Esta será a primeira edição totalmente presencial após a pandemia. O retorno foi antecedido pelo “Bairro Vivo”, um pré-evento que convidou moradores a sonhar e cocriar o legado da nova edição. A proposta reforça a identidade do Desapegue-se como um movimento construído com e para o território, baseado em escuta ativa e processos colaborativos.
Na visão da idealizadora, o diferencial está justamente na forma como o festival é concebido: em diálogo permanente com quem vive o cotidiano da região e participa ativamente da construção do encontro. A proposta de atuar “com e para” a comunidade ganhou ainda mais consistência a partir do Bairro Vivo, que funcionou como um espaço estruturado de escuta e cocriação. Foi nesse processo que as demandas e os sonhos do pós-pandemia passaram a orientar os caminhos desta nova fase.
“Nós somos o próprio bairro em ação. O Bairro Vivo foi essencial nesse processo porque ele não foi apenas um ‘esquenta’, mas um laboratório de escuta. Foi ali, sentado com os moradores e amigos, que entendemos quais eram as dores e os sonhos atuais da comunidade pós-pandemia. Essa edição foi desenhada a partir dessa inteligência coletiva. O diferencial é que o legado não é só o dia da festa, mas a rede que se fortalece, a horta que se renova e a confiança que a gente reconstrói ao perceber que somos capazes de cocriar o futuro que queremos para o nosso lugar. O Bairro Vivo nos deu a bússola; o festival é a celebração desse caminho trilhado em conjunto”, reforça a fundadora.
Da escola pública à praça
A programação começa antes mesmo do fim de semana aberto ao público. Nos dias 19 e 20 de março, escolas públicas do Grajaú recebem ações voltadas à educação climática e à economia circular. Oficinas e atividades lúdicas abrem o debate sobre os impactos da crise ambiental nas cidades e o papel das comunidades na construção de soluções locais.

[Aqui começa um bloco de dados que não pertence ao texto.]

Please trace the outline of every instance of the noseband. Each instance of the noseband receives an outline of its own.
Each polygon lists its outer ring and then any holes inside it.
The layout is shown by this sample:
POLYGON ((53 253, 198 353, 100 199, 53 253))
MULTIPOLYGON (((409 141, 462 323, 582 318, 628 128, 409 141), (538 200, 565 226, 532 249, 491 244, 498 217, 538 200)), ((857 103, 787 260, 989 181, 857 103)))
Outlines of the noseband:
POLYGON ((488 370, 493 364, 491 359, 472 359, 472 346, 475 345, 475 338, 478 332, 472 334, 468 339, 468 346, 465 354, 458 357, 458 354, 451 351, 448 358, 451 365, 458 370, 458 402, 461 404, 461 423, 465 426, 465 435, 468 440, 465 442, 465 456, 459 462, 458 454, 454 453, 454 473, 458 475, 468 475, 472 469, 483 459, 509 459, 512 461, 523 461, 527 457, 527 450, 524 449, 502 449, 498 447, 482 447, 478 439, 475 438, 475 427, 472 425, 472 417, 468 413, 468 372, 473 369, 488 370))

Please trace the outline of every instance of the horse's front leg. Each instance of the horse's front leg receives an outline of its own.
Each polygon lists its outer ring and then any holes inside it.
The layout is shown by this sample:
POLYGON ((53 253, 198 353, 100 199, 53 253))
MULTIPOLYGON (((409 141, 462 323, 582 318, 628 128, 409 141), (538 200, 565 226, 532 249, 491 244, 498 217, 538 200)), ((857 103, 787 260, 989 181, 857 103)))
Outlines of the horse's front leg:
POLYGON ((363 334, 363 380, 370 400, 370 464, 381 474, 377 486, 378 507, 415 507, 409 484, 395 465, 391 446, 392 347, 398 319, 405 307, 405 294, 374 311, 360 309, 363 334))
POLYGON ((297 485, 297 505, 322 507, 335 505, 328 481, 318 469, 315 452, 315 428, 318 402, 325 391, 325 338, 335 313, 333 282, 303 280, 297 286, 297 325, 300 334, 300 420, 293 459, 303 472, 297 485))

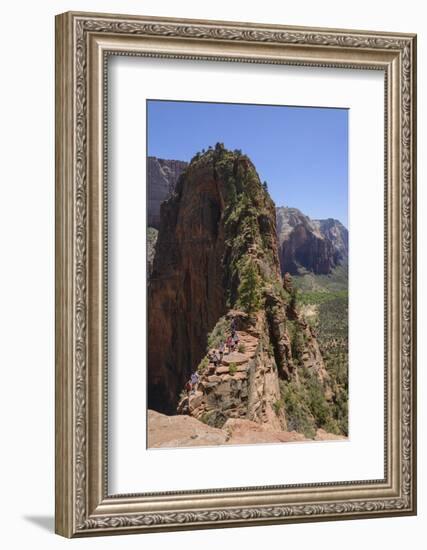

A escolha de iniciar pelas escolas, segundo a criadora do projeto, está diretamente ligada à proposta de trabalhar os Objetivos de Desenvolvimento Sustentável na prática, especialmente o ODS 11, que trata de Cidades e Comunidades Sustentáveis. Para ela, a transformação urbana começa pela formação de consciência e pelo engajamento das novas gerações dentro do próprio território.
“Iniciar pelas escolas é a realização de um sonho coletivo que acalentamos há anos. Para nós, o Desapegue-se não é só festa; é um processo educativo constante. Escolhemos as escolas porque é nelas que a semente da transformação real é plantada.